Probabilis: 2014

Monday, December 29, 2014

NFL Playoff Picks 2014-15

The NFL Playoffs start this weekend, and the top seeds (NE, DEN, SEA, and GB) are appropriate (representing 4 of the top 5 teams in Pyth (the lone missing team being Kansas City, who disappointingly didn't make the playoffs)), and these teams are heavily favored.

Saturday, December 27, 2014

Creating an NCAAF Model as a Function of Stadium Size

My ~~friend~~ ~~roommate~~ colleague (who's also my friend and roommate), "Stan Hooper", suggested that a decent model for predicting college football game outcomes would be rating teams based on the sizes of their stadiums.

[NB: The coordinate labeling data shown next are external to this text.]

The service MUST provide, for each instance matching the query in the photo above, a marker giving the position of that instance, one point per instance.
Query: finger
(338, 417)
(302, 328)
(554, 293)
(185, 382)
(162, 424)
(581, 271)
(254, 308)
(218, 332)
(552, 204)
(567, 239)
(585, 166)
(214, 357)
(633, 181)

I took the size of each team's stadium and predicted the winner of each game simply by which team had the larger capacity. I factored in home-field advantage by adding the average stadium capacity to the home team's stadium size (home-field advantage in terms of points is 3.5, which is approximately the average margin of victory by home teams (this season is 3.78)) in this equation.

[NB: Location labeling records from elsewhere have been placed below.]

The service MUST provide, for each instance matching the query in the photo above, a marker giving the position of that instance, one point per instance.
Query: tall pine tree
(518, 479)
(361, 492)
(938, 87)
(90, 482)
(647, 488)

On the season, the Home-Field Model predicted 60.96% of straight up winners. For comparison, my MDS Model predicted 71.71% correctly, and Vegas tabbed 75.11% correctly. Honestly I'm just relieved that a model created in 30 seconds by importing a Wikipedia page into a spreadsheet didn't beat the one I worked an entire semester on.

Monday, December 22, 2014

Kentucky is So Good They Broke My Model

The Matrix model uses a series of n x n matrices involving only wins and losses to calculate a "true" win percentage that factors in the strength of each team's opponents. There is a matrix for wins and a matrix for losses, which are then inverted, factoring in the total number of games each team has played, and then multiplied by an n x 1 vector that is each team's net wins (Note: n = number of teams (in NCAAB, 351)):

net wins = wins - losses

Each game simply is denoted by a "1". Therefore, the outputs of the win and loss matrices are bound between -1 and 1. If a team has a winning "adjusted" record, their rating is above 0; otherwise it's negative. I then standardize this rating to be analogous to win percentage, bound between 0 and 1:

i = initial Matrix rating; -1 <= i <= 1

i + 1 = i'

i' / 2 = f

f = final Matrix rating; 0 <= f <= 1

Kentucky has a rating of 1.005. As seen above, the final rating has an upper bound of 1. So the issue must be within the win and loss matrices themselves.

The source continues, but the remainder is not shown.